Cancún Centro • El procurador de Justicia de Quintana Roo, Gaspar Armando García Torres, presentó a cinco detenidos en un operativo de la Judicial y el Ejército en el bulevar Colosio; los cinco confesaron ser miembros del cártel del Golfo.

En conferencia de prensa el fiscal señaló que uno de los detenidos, Ismael Rosas Ibarra, alias Mono o Chucky, de 30 años, era el cabecilla en esta zona, fue detenido junto con Raúl Hernández Saucedo, de 21 y Gerardo Alberto Salado, El Betillo de 19 años, todos están vinculados con ejecuciones en esta ciudad, dijo el fiscal.

Saúl Juárez Lozano, El Diablo, de 24 años, y María Isabel García Díaz, alias “Chabe”, de 20. Dijeron que llegaron de Tamaulipas invitados por El Mono, para sumarse a ese grupo.

Poco antes la Procuraduría había consignado a seis presuntos ejecutores del cártel, por la muerte de un presunto narcotraficante cuyo cadáver apareció degollado en un predio cercano, informó el procurador Gaspar Armando García Torres.

Los presuntos criminales tenían como sede de operaciones el bar Las Vegas, en una zona popular de esta ciudad, en donde fueron detenidas cuarenta personas, entre gerentes, meseros, cantineros, bailarinas y cadeneros. Quienes probaron estar ahí de buena fe fueron liberados, dijo el fiscal.

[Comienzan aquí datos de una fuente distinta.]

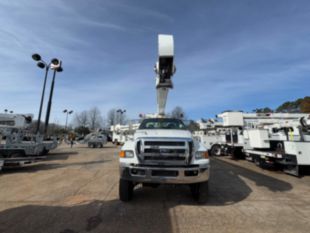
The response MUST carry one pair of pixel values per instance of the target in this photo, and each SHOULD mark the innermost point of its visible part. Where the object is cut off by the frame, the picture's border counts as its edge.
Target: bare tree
(178, 112)
(94, 118)
(81, 119)
(111, 117)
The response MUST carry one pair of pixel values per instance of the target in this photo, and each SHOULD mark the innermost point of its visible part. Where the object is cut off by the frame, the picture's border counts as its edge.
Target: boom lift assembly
(164, 69)
(281, 139)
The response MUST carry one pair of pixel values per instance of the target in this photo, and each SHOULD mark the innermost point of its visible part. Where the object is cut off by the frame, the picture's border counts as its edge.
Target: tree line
(301, 105)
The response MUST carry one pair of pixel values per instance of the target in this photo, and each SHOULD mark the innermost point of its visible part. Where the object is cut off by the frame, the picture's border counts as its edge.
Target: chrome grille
(169, 151)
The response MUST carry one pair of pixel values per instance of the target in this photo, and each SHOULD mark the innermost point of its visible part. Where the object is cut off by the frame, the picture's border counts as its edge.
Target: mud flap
(291, 169)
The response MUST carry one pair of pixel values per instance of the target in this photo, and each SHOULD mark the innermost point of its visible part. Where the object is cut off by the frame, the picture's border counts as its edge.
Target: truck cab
(163, 151)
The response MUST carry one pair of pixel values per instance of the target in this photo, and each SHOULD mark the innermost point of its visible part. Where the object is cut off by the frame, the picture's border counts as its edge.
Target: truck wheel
(200, 192)
(125, 190)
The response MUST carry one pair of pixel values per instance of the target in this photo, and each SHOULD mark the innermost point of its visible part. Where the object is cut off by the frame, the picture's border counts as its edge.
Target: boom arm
(164, 69)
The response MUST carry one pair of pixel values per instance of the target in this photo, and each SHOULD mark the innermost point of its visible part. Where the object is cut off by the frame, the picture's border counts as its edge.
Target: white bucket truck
(163, 151)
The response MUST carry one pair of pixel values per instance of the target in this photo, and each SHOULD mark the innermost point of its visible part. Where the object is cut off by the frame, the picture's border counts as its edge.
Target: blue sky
(240, 54)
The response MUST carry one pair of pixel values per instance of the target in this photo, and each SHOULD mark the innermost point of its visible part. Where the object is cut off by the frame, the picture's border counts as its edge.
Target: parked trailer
(123, 133)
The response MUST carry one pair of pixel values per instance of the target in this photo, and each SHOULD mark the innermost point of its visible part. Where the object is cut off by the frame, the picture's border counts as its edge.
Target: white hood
(163, 133)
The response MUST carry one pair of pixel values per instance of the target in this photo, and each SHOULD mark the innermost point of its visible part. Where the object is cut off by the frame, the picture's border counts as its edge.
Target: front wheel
(200, 191)
(125, 190)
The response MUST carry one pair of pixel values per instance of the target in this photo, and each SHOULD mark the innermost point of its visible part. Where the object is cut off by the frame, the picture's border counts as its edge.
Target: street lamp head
(36, 57)
(41, 65)
(60, 69)
(55, 61)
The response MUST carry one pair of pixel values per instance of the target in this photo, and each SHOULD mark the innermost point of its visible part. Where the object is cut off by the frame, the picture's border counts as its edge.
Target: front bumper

Explicó que la policía encontró pistas al investigar el asesinato del Vidal Augusto Ávila Gamboa, quien estuvo en ese bar el domingo pasado y apareció degollado sin vida la mañana del lunes, cerca de ese bar.

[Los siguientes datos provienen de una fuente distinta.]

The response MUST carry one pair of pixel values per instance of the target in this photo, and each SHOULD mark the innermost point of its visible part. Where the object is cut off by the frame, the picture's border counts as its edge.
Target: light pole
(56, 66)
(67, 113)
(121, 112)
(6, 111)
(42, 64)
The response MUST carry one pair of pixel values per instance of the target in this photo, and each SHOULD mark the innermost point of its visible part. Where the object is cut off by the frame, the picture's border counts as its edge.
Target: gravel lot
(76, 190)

El capitán de meseros del antro, Elber Cárdenas Aguayo, al rendir su declaración señaló que el lugar estaba “pactado” con el cártel del Golfo y dijo que cuando los sicarios levantaron a Ávila Gamboa, ordenó a los meseros y bailarinas que no dijeran nada acerca de una brutal golpiza que recibió en el lugar.

Dos agentes de seguridad del bar, Ángel Antonio de los Santos, El Cochiloco y Armando López Gómez, El Negro, confesaron haber golpeado a Vidal Augusto en el baño y después lo sacaron por la puerta trasera, en donde lo entregaron a un grupo del cártel del Golfo, quienes lo ejecutaron degollándolo.

Un mozo de Las Vegas, Alberto Domínguez Leyva, alias El Cremas, declaró que recibió indicaciones de lavar el baño del centro nocturno y limpiar la sangre para que los clientes no se dieran cuenta.

Los cuatro aceptaron su responsabilidad en el crimen, los once consignados expresaron que trabajaron para el cártel del Golfo, señalando a traficantes “chapulines” que iban al bar a vender drogas.

Los siete restantes: Trinidad García Nieto, El Trino, Samuel Hernández Cruz, René Arturo Martínez Castellanos, alias El Francesito, Gabriel Antonio Canul Cauich, Rubén Olea Leyva, Eva María Gutiérrez Santos, alias Sandra y Lizzet Gianina Arredondo Tukuch, alias Jana, fueron consignados por ultrajes a la autoridad.